Bruno Jacquelin, a representative of her foundation, confirmed that Bardot died at her home in southern France on Sunday (December 28) after being hospitalized last month but wouldn't give a cause of death and said no funeral or memorial services had yet been arranged, according to the Associated Press. Bardot gained international fame playing a teen bride in the 1956 movie And God Created Woman and appeared in more than two dozen films during the height of her film career.
Bardot's blonde hair, voluptuous figure and pouty demeanor made her one of France's most recognizable stars, having been chosen to be the model for 'Marianne,' the national emblem of France and the official Gallic seal in 1969, appearing on statues, postage stamps and coins.

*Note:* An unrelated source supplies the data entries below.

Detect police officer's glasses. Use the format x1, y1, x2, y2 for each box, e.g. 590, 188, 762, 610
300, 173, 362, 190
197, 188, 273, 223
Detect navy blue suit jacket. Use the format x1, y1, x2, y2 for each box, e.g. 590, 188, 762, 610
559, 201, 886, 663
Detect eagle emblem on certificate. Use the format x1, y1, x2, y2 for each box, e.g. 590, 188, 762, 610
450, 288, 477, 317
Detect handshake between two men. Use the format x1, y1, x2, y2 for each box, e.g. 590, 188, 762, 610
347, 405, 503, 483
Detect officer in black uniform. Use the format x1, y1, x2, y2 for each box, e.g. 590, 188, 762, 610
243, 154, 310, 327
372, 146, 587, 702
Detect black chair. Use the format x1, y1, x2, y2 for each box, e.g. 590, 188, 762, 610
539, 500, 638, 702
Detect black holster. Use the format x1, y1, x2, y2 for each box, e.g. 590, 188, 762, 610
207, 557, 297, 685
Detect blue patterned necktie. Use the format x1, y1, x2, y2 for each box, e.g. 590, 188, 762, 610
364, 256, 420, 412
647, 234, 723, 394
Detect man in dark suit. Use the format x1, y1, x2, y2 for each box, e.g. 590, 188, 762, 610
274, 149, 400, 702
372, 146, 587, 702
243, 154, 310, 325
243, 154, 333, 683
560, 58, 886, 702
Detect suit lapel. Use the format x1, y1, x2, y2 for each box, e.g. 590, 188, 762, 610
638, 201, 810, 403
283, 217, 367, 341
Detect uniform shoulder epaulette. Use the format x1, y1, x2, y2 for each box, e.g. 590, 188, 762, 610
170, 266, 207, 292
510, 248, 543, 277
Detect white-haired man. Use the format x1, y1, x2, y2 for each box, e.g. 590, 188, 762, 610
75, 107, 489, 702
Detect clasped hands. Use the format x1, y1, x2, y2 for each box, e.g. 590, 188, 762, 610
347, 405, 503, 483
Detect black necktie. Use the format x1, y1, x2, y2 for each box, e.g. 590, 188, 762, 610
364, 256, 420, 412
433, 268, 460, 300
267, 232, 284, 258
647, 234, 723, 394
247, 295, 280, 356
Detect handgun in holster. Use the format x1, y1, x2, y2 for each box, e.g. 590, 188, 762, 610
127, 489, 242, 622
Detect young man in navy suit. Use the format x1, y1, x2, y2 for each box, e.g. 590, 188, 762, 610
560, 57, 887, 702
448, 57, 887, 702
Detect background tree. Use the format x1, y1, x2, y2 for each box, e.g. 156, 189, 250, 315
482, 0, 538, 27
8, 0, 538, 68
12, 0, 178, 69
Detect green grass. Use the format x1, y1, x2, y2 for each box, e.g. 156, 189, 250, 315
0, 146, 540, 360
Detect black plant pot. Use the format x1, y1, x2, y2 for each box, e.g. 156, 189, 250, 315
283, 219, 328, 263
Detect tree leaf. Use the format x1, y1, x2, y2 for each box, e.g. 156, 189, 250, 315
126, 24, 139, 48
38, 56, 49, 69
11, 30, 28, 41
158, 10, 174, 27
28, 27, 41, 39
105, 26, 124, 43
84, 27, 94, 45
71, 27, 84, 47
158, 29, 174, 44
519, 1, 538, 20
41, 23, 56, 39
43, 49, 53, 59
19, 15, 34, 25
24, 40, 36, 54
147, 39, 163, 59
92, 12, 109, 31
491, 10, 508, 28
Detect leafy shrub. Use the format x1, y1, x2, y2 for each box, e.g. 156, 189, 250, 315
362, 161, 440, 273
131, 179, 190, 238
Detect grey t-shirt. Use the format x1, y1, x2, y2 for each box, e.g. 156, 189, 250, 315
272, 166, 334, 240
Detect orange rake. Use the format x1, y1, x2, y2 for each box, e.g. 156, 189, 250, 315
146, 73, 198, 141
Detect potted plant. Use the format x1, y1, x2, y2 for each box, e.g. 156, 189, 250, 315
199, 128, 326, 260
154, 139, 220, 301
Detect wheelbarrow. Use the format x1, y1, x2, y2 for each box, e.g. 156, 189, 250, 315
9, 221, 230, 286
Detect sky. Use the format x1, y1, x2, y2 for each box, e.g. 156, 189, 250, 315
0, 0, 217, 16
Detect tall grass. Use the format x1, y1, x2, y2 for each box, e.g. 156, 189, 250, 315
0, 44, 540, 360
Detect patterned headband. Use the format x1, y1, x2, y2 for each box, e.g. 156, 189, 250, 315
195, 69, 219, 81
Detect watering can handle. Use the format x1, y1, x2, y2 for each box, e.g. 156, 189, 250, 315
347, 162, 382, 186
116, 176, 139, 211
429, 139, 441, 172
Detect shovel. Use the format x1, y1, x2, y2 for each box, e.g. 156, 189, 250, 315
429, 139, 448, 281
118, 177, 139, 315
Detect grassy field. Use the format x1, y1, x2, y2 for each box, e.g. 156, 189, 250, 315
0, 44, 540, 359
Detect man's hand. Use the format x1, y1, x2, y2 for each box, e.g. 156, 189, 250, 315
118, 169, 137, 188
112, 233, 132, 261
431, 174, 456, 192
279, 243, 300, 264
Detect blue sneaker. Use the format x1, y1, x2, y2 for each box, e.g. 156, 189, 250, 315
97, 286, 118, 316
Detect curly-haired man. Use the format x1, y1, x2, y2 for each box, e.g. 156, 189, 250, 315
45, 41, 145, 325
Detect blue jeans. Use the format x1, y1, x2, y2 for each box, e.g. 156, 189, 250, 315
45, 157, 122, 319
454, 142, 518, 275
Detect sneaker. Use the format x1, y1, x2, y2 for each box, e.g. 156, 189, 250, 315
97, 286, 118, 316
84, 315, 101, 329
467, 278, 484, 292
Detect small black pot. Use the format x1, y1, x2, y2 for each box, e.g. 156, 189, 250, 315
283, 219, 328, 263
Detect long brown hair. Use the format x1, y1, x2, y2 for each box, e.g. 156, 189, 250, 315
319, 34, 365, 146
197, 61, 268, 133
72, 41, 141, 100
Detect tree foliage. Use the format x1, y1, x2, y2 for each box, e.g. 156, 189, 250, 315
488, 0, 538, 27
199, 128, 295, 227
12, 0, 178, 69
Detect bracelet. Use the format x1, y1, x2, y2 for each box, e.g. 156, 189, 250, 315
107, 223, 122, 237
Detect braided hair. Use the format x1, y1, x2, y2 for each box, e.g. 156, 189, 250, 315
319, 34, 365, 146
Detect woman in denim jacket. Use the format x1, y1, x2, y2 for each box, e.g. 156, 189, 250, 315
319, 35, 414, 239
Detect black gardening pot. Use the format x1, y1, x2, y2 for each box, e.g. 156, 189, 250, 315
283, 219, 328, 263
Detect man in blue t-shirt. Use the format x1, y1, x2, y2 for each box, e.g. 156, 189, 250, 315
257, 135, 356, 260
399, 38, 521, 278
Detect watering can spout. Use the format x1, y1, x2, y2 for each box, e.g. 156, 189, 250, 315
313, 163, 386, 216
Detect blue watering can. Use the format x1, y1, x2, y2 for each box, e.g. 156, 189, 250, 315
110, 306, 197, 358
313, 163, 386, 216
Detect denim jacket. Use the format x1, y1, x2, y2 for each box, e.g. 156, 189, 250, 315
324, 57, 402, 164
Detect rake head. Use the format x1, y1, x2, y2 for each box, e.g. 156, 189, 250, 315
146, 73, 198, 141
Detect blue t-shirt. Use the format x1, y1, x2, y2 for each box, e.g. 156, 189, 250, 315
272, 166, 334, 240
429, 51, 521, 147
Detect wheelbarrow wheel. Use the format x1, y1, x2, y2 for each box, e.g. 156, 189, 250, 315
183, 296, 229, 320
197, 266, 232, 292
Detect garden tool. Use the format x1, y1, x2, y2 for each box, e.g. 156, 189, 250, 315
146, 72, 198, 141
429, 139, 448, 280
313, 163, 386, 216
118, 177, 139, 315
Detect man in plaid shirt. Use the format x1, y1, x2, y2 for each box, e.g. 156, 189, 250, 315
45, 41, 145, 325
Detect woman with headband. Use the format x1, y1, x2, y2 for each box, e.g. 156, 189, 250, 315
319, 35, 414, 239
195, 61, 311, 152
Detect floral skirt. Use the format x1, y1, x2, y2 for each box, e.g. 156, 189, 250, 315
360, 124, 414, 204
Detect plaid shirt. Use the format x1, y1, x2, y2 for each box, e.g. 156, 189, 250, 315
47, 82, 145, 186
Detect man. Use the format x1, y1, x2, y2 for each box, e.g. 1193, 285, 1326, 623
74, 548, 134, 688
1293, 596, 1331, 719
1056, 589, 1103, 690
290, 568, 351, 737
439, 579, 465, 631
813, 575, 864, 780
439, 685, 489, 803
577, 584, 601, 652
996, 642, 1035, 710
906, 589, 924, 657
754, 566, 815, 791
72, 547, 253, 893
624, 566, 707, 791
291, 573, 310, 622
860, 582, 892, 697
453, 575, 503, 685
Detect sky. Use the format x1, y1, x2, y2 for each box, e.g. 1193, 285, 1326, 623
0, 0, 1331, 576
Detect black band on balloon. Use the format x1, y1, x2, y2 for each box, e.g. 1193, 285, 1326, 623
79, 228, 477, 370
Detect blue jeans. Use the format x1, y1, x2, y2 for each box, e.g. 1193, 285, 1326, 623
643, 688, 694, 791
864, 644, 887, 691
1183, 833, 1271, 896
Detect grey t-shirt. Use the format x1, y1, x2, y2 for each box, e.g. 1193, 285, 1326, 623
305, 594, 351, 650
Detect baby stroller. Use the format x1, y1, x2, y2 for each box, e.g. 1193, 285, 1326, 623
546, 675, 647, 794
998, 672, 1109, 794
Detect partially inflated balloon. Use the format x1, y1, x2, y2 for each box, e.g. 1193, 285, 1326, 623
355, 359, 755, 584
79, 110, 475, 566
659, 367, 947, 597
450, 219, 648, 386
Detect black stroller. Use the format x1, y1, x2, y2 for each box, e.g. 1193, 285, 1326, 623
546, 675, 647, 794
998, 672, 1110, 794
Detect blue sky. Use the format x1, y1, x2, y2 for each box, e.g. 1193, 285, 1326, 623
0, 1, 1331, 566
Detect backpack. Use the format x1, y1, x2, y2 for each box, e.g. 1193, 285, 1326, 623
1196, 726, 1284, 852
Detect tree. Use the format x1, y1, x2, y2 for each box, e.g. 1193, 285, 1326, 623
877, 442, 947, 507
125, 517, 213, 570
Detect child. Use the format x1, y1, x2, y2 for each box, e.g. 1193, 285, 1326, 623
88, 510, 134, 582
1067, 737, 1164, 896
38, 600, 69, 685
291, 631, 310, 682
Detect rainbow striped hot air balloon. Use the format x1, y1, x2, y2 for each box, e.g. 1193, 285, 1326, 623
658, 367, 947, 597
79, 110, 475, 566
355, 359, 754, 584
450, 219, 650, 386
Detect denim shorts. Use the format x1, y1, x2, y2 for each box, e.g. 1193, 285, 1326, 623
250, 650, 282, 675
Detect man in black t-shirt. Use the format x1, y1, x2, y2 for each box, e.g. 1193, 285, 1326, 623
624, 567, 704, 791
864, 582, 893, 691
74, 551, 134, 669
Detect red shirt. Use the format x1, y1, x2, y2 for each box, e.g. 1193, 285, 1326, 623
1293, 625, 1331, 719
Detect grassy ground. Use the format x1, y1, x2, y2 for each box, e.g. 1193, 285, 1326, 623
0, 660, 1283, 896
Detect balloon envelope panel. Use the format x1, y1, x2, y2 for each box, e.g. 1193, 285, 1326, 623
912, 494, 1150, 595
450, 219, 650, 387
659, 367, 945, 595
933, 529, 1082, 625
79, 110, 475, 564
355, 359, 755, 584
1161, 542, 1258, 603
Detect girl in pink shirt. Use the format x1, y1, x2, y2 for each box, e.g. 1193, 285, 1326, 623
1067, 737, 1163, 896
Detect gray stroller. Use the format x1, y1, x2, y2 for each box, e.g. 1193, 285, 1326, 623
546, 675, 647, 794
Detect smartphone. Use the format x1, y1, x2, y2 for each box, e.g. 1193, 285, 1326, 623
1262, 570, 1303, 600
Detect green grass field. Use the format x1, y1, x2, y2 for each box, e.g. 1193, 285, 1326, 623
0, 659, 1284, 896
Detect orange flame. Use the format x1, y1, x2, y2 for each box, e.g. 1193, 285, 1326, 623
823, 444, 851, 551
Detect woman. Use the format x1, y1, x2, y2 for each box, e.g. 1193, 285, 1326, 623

"Her films, her voice, her dazzling glory, her initials, her sorrows, her generous passion for animals, her face that became Marianne, Brigitte Bardot embodied a life of freedom. French existence, universal brilliance. She touched us. We mourn a legend of the century," said French president Emmanuel Macron on his X account.
Bardot retired from acting in 1973 at the age of 39 and spent her later years working as an animal rights activist, which included traveling to the Arctic to protest the slaughter of baby seals, as well as condemning the use of animals in laboratory experiments and Muslim slaughter rituals, receiving the Legion of Honor, France's highest recognition, for her activism in 1985.
“Man is an insatiable predator,” Bardot told the Associated Press on her 73rd birthday, in 2007. “I don’t care about my past glory. That means nothing in the face of an animal that suffers, since it has no power, no words to defend itself.”